Le fondateur des Laboratoires Servier, Jacques Servier, a été mis en examen mardi pour "homicides et blessures involontaires" pour la première fois dans l'enquête sur les dégâts causés par le Mediator qui lui vaut déjà d'être soupçonné d'escroquerie et tromperie.
M. Servier, 90 ans, et six sociétés de son groupe ont été mis en examen pour homicides et blessures involontaires et placés sous contrôle judiciaire dans ce volet de l'affaire ouvert en décembre 2010, a-t-on appris de source judiciaire.
Un cautionnement de 75.000 euros a été imposé au patron du laboratoire et de 400.000 euros à chacune de ses sociétés.
Ces mises en examen se fondent en particulier sur les premières expertises judiciaires de victimes versées au dossier des juges d'instruction.
La mise en examen pour homicides involontaires vise le cas de deux victimes, tandis qu'une quarantaine de cas sont visés pour les blessures involontaires par manquement délibéré, dont 14 ayant entraîné une incapacité totale de travail supérieure à trois mois.

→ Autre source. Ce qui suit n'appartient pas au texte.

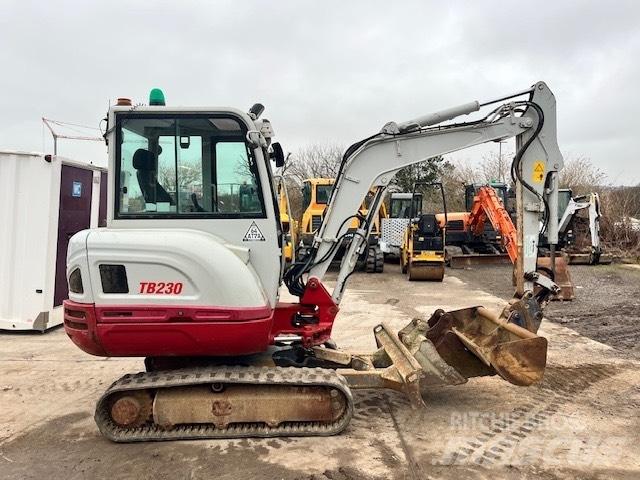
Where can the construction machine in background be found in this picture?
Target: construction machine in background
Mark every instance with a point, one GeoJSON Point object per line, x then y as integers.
{"type": "Point", "coordinates": [467, 245]}
{"type": "Point", "coordinates": [578, 235]}
{"type": "Point", "coordinates": [196, 290]}
{"type": "Point", "coordinates": [394, 225]}
{"type": "Point", "coordinates": [422, 254]}
{"type": "Point", "coordinates": [315, 194]}
{"type": "Point", "coordinates": [289, 224]}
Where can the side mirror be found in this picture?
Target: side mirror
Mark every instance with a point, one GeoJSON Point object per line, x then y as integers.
{"type": "Point", "coordinates": [277, 154]}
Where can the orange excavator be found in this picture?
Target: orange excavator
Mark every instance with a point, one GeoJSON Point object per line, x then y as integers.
{"type": "Point", "coordinates": [487, 205]}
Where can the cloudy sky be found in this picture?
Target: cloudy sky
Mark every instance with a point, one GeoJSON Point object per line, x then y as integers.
{"type": "Point", "coordinates": [326, 70]}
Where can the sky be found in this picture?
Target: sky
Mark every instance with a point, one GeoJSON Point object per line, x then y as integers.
{"type": "Point", "coordinates": [326, 71]}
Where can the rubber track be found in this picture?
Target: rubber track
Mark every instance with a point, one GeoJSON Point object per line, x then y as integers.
{"type": "Point", "coordinates": [230, 375]}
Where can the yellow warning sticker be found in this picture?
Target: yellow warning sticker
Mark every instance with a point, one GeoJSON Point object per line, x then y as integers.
{"type": "Point", "coordinates": [538, 172]}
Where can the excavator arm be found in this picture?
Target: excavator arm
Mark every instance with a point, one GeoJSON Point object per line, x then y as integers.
{"type": "Point", "coordinates": [592, 203]}
{"type": "Point", "coordinates": [371, 164]}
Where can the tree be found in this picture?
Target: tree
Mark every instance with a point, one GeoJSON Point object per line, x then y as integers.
{"type": "Point", "coordinates": [316, 160]}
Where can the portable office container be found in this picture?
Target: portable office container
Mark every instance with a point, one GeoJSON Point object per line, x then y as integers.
{"type": "Point", "coordinates": [44, 200]}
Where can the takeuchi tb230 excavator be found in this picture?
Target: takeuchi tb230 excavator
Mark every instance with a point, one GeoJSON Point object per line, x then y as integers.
{"type": "Point", "coordinates": [188, 270]}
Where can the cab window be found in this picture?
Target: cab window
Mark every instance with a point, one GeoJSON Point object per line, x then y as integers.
{"type": "Point", "coordinates": [192, 167]}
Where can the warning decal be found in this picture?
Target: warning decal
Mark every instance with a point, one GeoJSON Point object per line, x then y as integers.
{"type": "Point", "coordinates": [538, 172]}
{"type": "Point", "coordinates": [253, 234]}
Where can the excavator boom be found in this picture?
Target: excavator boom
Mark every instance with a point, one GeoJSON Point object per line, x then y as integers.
{"type": "Point", "coordinates": [187, 274]}
{"type": "Point", "coordinates": [487, 205]}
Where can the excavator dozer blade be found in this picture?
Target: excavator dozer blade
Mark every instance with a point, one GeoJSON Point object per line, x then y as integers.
{"type": "Point", "coordinates": [562, 276]}
{"type": "Point", "coordinates": [433, 271]}
{"type": "Point", "coordinates": [475, 342]}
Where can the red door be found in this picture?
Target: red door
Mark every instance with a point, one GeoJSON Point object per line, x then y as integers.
{"type": "Point", "coordinates": [74, 215]}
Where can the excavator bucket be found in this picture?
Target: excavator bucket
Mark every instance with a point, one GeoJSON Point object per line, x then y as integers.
{"type": "Point", "coordinates": [454, 346]}
{"type": "Point", "coordinates": [562, 276]}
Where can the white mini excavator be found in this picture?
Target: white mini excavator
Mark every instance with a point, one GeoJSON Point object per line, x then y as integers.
{"type": "Point", "coordinates": [187, 274]}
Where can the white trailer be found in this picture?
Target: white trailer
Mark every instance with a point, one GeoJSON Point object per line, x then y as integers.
{"type": "Point", "coordinates": [44, 200]}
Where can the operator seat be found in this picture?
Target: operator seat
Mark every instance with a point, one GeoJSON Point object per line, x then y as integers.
{"type": "Point", "coordinates": [145, 164]}
{"type": "Point", "coordinates": [429, 229]}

Ces premières mises en examen pour homicides et blessures involontaires du patron des laboratoires Servier en appellent d'autres, a indiqué à l'AFP une source judiciaire.

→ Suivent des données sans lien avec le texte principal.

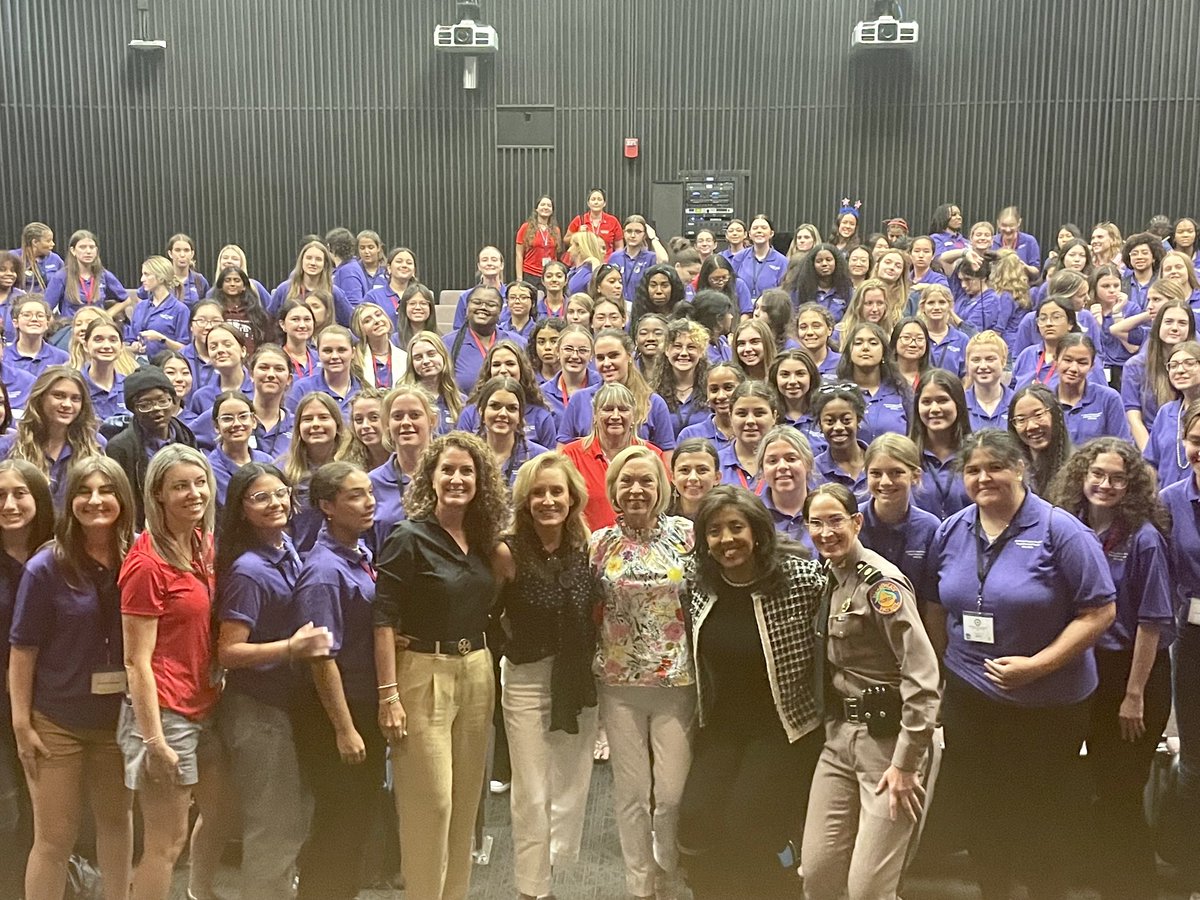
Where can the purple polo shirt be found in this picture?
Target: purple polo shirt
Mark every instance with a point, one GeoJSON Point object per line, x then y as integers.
{"type": "Point", "coordinates": [1164, 450]}
{"type": "Point", "coordinates": [552, 393]}
{"type": "Point", "coordinates": [18, 383]}
{"type": "Point", "coordinates": [940, 492]}
{"type": "Point", "coordinates": [949, 353]}
{"type": "Point", "coordinates": [905, 545]}
{"type": "Point", "coordinates": [108, 291]}
{"type": "Point", "coordinates": [335, 589]}
{"type": "Point", "coordinates": [342, 309]}
{"type": "Point", "coordinates": [827, 471]}
{"type": "Point", "coordinates": [275, 441]}
{"type": "Point", "coordinates": [258, 592]}
{"type": "Point", "coordinates": [1099, 414]}
{"type": "Point", "coordinates": [1044, 571]}
{"type": "Point", "coordinates": [887, 411]}
{"type": "Point", "coordinates": [719, 352]}
{"type": "Point", "coordinates": [389, 485]}
{"type": "Point", "coordinates": [77, 631]}
{"type": "Point", "coordinates": [48, 267]}
{"type": "Point", "coordinates": [791, 526]}
{"type": "Point", "coordinates": [1140, 569]}
{"type": "Point", "coordinates": [169, 318]}
{"type": "Point", "coordinates": [540, 425]}
{"type": "Point", "coordinates": [460, 311]}
{"type": "Point", "coordinates": [733, 473]}
{"type": "Point", "coordinates": [631, 268]}
{"type": "Point", "coordinates": [760, 275]}
{"type": "Point", "coordinates": [1182, 501]}
{"type": "Point", "coordinates": [707, 430]}
{"type": "Point", "coordinates": [576, 420]}
{"type": "Point", "coordinates": [317, 382]}
{"type": "Point", "coordinates": [468, 359]}
{"type": "Point", "coordinates": [223, 468]}
{"type": "Point", "coordinates": [981, 418]}
{"type": "Point", "coordinates": [1026, 249]}
{"type": "Point", "coordinates": [106, 403]}
{"type": "Point", "coordinates": [988, 311]}
{"type": "Point", "coordinates": [193, 288]}
{"type": "Point", "coordinates": [48, 355]}
{"type": "Point", "coordinates": [1027, 331]}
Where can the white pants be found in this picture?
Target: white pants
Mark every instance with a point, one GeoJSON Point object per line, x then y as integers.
{"type": "Point", "coordinates": [639, 720]}
{"type": "Point", "coordinates": [551, 775]}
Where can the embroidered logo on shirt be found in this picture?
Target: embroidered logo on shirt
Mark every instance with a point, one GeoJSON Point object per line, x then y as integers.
{"type": "Point", "coordinates": [886, 598]}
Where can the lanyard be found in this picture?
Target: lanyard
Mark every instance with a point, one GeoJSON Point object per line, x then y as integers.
{"type": "Point", "coordinates": [985, 559]}
{"type": "Point", "coordinates": [1042, 359]}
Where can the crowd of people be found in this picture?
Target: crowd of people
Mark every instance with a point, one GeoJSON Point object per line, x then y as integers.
{"type": "Point", "coordinates": [750, 525]}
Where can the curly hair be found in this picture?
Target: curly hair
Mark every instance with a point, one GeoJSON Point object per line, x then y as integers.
{"type": "Point", "coordinates": [1045, 465]}
{"type": "Point", "coordinates": [1140, 503]}
{"type": "Point", "coordinates": [487, 514]}
{"type": "Point", "coordinates": [33, 430]}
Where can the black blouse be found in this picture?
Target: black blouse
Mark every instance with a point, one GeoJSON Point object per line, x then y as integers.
{"type": "Point", "coordinates": [429, 588]}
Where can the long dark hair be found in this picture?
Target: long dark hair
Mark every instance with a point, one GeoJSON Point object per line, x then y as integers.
{"type": "Point", "coordinates": [235, 535]}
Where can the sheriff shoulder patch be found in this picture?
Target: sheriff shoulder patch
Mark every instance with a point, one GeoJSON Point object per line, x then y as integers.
{"type": "Point", "coordinates": [886, 598]}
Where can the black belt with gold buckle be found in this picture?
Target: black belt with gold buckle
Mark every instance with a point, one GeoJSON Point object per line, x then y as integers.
{"type": "Point", "coordinates": [455, 646]}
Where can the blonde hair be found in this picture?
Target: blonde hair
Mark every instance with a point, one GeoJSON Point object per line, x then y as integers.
{"type": "Point", "coordinates": [163, 541]}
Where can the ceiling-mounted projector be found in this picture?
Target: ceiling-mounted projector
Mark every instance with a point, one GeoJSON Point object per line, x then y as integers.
{"type": "Point", "coordinates": [887, 29]}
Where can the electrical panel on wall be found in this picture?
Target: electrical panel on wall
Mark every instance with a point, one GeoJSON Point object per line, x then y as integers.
{"type": "Point", "coordinates": [709, 201]}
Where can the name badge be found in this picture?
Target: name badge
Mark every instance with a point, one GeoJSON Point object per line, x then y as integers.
{"type": "Point", "coordinates": [109, 681]}
{"type": "Point", "coordinates": [978, 628]}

"Cette mise en examen était attendue et elle marque un tournant important car les juges ont écarté toute idée de dissimulation de données par Servier vis-à-vis des autorités sanitaires", ont réagi auprès de l'AFP les avocats des Laboratoires et de son fondateur, Me Hervé Temime et François De Castro.
Les juges ont retenu la dissimulation d'informations seulement vis-à-vis des médecins et patients et concernant les propriétés anorexigènes du médicament, sa parenté commune avec la norfenfluramine et ses effets indésirables, a précisé Me De Castro.
Investigations sur le rôle des autorités sanitaires
Deux informations judiciaires principales sont ouvertes depuis décembre 2010 sur les dommages causés par le médicament de Servier dont l'une pour tromperie et escroquerie dans laquelle M. Servier et ses sociétés ont été mis en examen en septembre 2011.
L'enquête pour homicide et blessures involontaires, devrait durer plus longtemps que celle pour tromperie puisqu'il faut établir un lien entre la prise du médicament et les dommages infligés à chaque malade.
Plus récemment une information judiciaire a été ouverte pour trafic d'influence concernant des soupçons de modification d'un rapport sénatorial par les laboratoires Servier.
Trois juges d'instruction parisiens, Pascal Gand, Franck Zientara et Sylvie Lefaix conduisent les enquêtes sur le Mediator.
Dans le volet tromperie, les juges d'instruction attendent la remise d'un rapport d'expertise pharmacologique sur les propriétés du Mediator, décisif pour la conclusion de leur enquête. Un épidémiologiste a récemment été adjoint aux experts déjà désignés pour ce rapport.
Outre le rôle de Servier, les juges s'intéressent aussi aux liens entre l'agence du médicament Afssaps (devenue ANSM), la Direction générale de la santé (DGS) et Servier.
En parallèle des enquêtes conduites à Paris, plusieurs victimes du Mediator ont cité directement le laboratoire et son fondateur devant le tribunal correctionnel de Nanterre où doit se tenir une audience relais vendredi.
Le Mediator a été retiré du marché en novembre 2009 en raison des risques cardiaques encourus par les patients. Destiné aux diabétiques en surpoids, mais largement prescrit comme coupe-faim, il a causé 500 à 2.000 décès, selon plusieurs études.